NBC12 Investigates: Will the new abortion law shut clinics down?

RICHMOND (WWBT) - It has the potential to shake up women's health in Virginia in a big way. Landmark legislation to regulate abortion clinics in the commonwealth will soon become law. But are the changes meant to keep women safe or just out of abortion clinics?

It is an issue filled with political rhetoric.

"A vote for this bill is a vote against a woman's constitutional right to reproductive freedom," said Del. David Englin (D-Alexandria) on the floor of the House of Delegates during debate on the new law.

"What this does Mr. Speaker is make them (women) safe," countered Del. Jackson Miller (R-Manassas)

This time that heated debated resulted in a new state law. Abortion clinics that perform 5 or more first trimester abortions in Virginia must now comply with a special set of regulations.

A board of medical professionals will determine what those exact regulations will be. That doesn't mean the debate is over.

"There is a lack of trust from the general public," said Dr. John Pierce, an OB-GYN at VCU Medical Center who supports the new regulations.

Dr. Wendy Klien, an internist, who specializes in women's health, is very much opposed to the new plan.

"This is irreparable damage being done," she said.

Currently abortion clinics are regulated like any other doctor's office, including offices that do outpatient surgical procedures, like pulling wisdom teeth or colonoscopies.

Statistics prove that the procedure is safe. A recent study by the American College of Obstetricians and Gynecologists revealed that the chances of dying in a first trimester abortion procedure are 10 in 1 million. The Guttmacher Institute has research that claims simple complications occur in less than one half of one percent of first trimester procedures.

Dr. Pierce, who will not perform abortions, believes the focus should not be placed on how infrequent the complications occur, but what could happen when they do.

"While an abortion does not have high risks," he said. "The risks can be very serious."

And when something goes wrong, it goes wrong very quick.

"I had a patient recently in what we thought was a relatively routine DNE, have massive hemorrhage," said Pierce.

Dr. Klien is supports a woman's right to choose. She believes that Dr. Pierce and other abortion opponents are overstating the risk.

"We are targeting this procedure and the reason has not to do with science or with evidence based medicine, but rather to do with politics and religion," she said.

Klien believes that politicians in Richmond care little about the safety of a woman and much more about putting an end to abortion.

"I do know that the regulations are designed to encumber these clinics that provide this service," she said.

Clinics like the ones operated by Planned Parenthood, perhaps the most high profile abortion provider. They run seven different locations in the Commonwealth. Jessica Honke is the organization's Director of Public Policy.

"In rural communities there are hardly any providers and the providers that are there may not be able to meet those requirements," Honke said.

The new law could create requirements that would mandate significant and costly structural changes to older clinics. Providers may be forced to widen halls and build a covered entrance.

Kim Warburton operates the Richmond area's only crisis pregnancy center. A facility designed to offer an alternative to abortion. Warburton once served as the administrator to a dentist office and said regulation is a vital part of quality patient care.

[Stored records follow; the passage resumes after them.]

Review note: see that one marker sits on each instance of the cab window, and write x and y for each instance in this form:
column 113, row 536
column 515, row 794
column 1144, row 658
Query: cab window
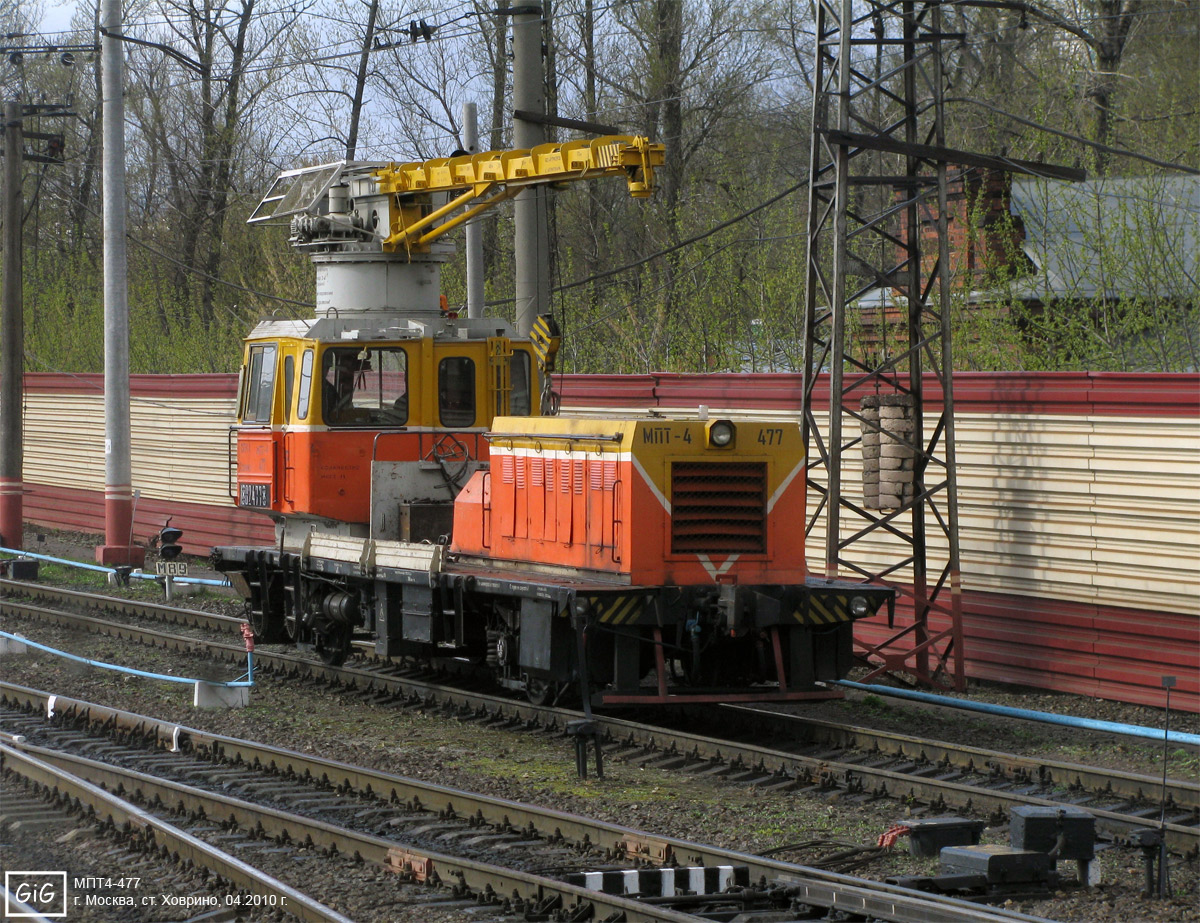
column 289, row 379
column 456, row 391
column 365, row 387
column 305, row 384
column 519, row 381
column 261, row 384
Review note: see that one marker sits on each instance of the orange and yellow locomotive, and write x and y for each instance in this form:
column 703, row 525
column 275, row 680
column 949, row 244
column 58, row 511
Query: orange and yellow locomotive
column 427, row 498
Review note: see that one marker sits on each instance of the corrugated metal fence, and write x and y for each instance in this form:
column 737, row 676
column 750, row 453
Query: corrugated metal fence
column 1079, row 497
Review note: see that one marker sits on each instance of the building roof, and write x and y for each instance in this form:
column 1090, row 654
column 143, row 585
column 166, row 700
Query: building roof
column 1110, row 238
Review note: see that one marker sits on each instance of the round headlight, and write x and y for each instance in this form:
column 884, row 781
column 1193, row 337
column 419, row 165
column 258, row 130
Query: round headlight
column 721, row 433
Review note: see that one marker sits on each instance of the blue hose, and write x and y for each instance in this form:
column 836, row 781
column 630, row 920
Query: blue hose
column 132, row 671
column 1091, row 724
column 102, row 569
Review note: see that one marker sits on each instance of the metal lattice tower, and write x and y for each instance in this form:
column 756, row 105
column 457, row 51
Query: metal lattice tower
column 875, row 130
column 877, row 228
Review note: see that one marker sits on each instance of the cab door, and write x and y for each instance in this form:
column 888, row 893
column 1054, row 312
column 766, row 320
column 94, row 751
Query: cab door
column 258, row 450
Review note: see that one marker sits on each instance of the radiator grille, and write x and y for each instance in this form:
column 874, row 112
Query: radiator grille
column 718, row 508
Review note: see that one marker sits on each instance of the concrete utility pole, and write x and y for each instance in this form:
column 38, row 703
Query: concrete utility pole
column 532, row 246
column 474, row 229
column 118, row 477
column 12, row 360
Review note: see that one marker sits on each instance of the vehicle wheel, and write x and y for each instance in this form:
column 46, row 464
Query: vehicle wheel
column 334, row 643
column 265, row 628
column 539, row 691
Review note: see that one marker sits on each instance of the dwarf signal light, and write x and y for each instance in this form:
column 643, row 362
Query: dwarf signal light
column 168, row 541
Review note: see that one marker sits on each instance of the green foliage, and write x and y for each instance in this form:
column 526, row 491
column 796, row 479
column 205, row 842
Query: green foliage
column 724, row 87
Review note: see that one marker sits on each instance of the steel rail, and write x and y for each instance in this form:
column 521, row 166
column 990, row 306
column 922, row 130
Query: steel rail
column 159, row 611
column 879, row 781
column 287, row 827
column 34, row 763
column 1181, row 793
column 821, row 887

"We were required to meet certain regulations to protect the patient and to protect the health of the community," said Warburton.

But opponents believe this heavy handed attention to abortion ignores statistically riskier procedures like plastic and oral surgery.

"We have targeted just this procedure," said Dr. Klein." We aren't targeting other procedures which are statistically probably more dangerous."

Doctor Pierce however, views abortion unto itself, and welcomes the opportunity for the standards to be increased across the board.

"As a medical professional as an educator, I would want the highest standard available for physicians and for the people of Virginia," he said.

But in 2011 the standards only apply to abortion. And there are no plans to extend regulation to any other procedure.

The Board of Health will reveal their regulations in September. But their recommendations are only a suggestion. The final say over exactly what is implemented will be up to Governor Bob McDonnell.